When Quinn was born in January, she seemed like a perfectly healthy baby.
But when she was a few weeks old, she caught a cold and didn't recover.
Parents Robert Shirley and Dawn Roberts took Quinn to the hospital in their hometown of Victoria, B.C. There, the baby was subject to a slew of tests.
"Our doctor at the time had this funny feeling, thinking something wasn't right with her," Robert said.
Quinn and her mom, Dawn Roberts. (Photo: Robert Shirley)
Blood tests helped doctors figure out that Quinn had a rare genetic disorder called adenosine deaminase–deficient severe combined immunodeficiency, known as ADA-SCID, or SCID.
Because of the condition, Quinn's immune system doesn't work as it should. Any infection — be it a serious virus or a bout with the common cold — could kill her.
Quinn. (Photo: Robert Shirley)
"She produces all the white blood cells she needs to fight infection, but when her body reproduces those cells, the old cells that her body leaves behind aren't being filtered out," Robert explained in an interview with The Huffington Post B.C. "So when those old cells break down, they produce a toxin that's killing some of her new white blood cells that she needs.
"As soon as you get exposed to germs, [patients] don't have the immune system to fight it off. Her body doesn't react to seeing a cold — it'll just let the virus do its thing. She won't get fevers or anything like that," he added.
"Babies that have SCID, a lot of them don't make it to the hospital because parents just don't know they're sick," Dawn added. "So it was actually a blessing that she happened to catch that bug."
No SCID case is better known than David Vetter's. Born in Houston in 1971, Vetter spent his entire life — save two weeks — inside what was essentially a big, plastic balloon.
It was a sterile space that acted as a barrier between life and death.
He became known as "the boy in the bubble," living inside the plastic walls until he died at the age of 12.
Vetter was a phenomenon, because back then, babies with SCID just didn't live as long as he had.
Most didn't even come close.
Nowadays, children like Quinn — commonly known as "bubble babies" — have treatment options.
The first is a bone marrow transplant. Robert and Dawn are testing to see if they're a match, although it's not likely. A sibling would be a better candidate, but Quinn doesn't have any.
The second option, if a transplant is ruled out, would be an experimental gene therapy treatment available at the University of California in Los Angeles (UCLA).
Doctors would extract one of Quinn's defective cells, repair it, and then put it back in the baby's body. That cell would then reproduce, slowly building a functioning immune system.
If successful, Robert and Dawn say Quinn would have a chance at a "normal" life.
"We've have an amazing medical team working with us to get Quinn and get her on the right path," Robert said.
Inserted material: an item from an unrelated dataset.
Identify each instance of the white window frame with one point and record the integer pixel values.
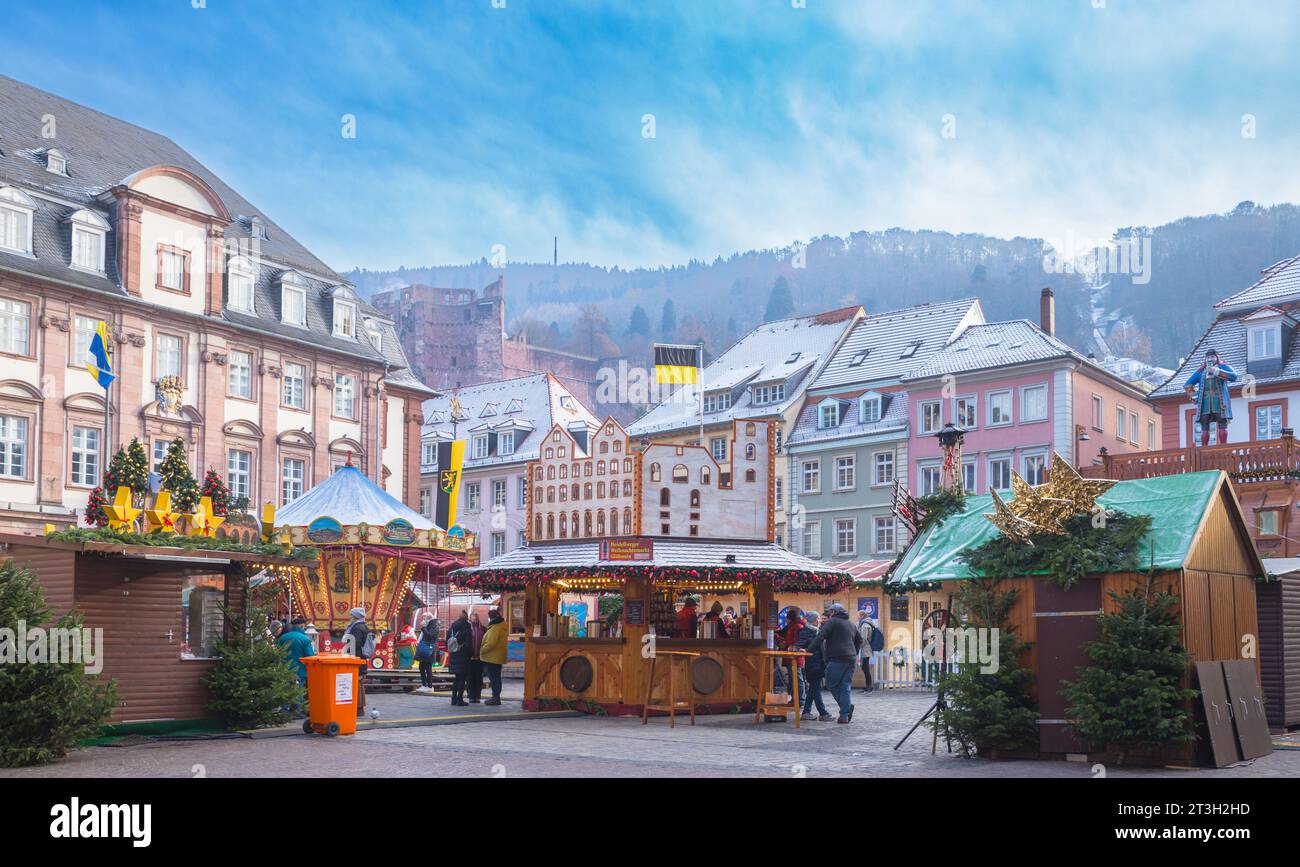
(1025, 397)
(14, 326)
Newborn Quinn with her parents before being diagnosed with ADA-SCIDS. (Photo: Painted Barn Photography)
As of November 2014, 18 children with SCID had been cured through treatment at UCLA.
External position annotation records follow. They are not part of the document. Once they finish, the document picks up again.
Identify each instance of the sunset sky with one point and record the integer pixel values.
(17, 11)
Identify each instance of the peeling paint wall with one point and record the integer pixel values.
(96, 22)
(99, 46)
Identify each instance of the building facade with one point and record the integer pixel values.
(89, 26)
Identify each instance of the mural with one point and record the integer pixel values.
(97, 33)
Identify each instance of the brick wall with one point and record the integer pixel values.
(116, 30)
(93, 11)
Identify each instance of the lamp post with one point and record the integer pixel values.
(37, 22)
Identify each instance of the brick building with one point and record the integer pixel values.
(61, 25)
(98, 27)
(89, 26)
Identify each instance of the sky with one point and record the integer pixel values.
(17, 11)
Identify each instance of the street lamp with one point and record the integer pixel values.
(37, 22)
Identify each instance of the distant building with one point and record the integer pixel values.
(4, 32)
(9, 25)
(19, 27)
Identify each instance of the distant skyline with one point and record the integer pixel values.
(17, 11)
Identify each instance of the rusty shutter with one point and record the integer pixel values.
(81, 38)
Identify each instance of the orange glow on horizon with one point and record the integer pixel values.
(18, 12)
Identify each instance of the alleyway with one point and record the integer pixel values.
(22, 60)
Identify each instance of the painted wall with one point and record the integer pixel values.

One Toronto boy that underwent the procedure is "well on his way" to recovery, and Dawn said she's in touch with his mom to chat about what happens next.
Doctors from Vancouver General Hospital have applied to see whether Quinn is eligible for the treatment, but haven't heard back.
Quinn's parents face heavy costs, no matter which route they take.
If the baby undergoes a bone marrow transplant, Dawn and Robert will have to cover the cost of living in Vancouver, prepping their home for long-term recovery, and their daughter's post-op medication.
If they go for gene therapy, the family will likely have to cover travel costs to California. On top of that, it's not clear whether the experimental U.S. treatment will be covered by B.C.'s Medical Services Plan.
Robert and Dawn say they're not sure how much they'll have to shell out for treatment at UCLA, but they're certain it won't be cheap.
With both options, the couple would leave their jobs to care for Quinn in her own "bubble" while she recovers.
The process could take several years.
"It’s been quite a process ... But we’re willing to do anything to keep her healthy."
In March, Quinn's extended family launched a GoFundMe campaign to pay for the anticipated bills.
They've raised nearly $20,000 — a number Dawn said is overwhelming.
Quinn is currently in hospital, fighting off an unrelated problem with her bowels. When she's able to eat properly again, her parents will be able to bring her home while they wait for a decision on a treatment for her condition.
While they wait, the family will have strict rules to follow.
Robert Shirley, Dawn Roberts, and baby Quinn. (Photo: Robert Shirley)
"We'll be sent home to live in isolation," Dawn said. "No visitors ... our dog won't be allowed in the same room ... and I'm not able to breastfeed, because I could catch a cold and pass it onto her."
"It's been quite a process ... But we're willing to do anything to keep her healthy," the first-time mom added.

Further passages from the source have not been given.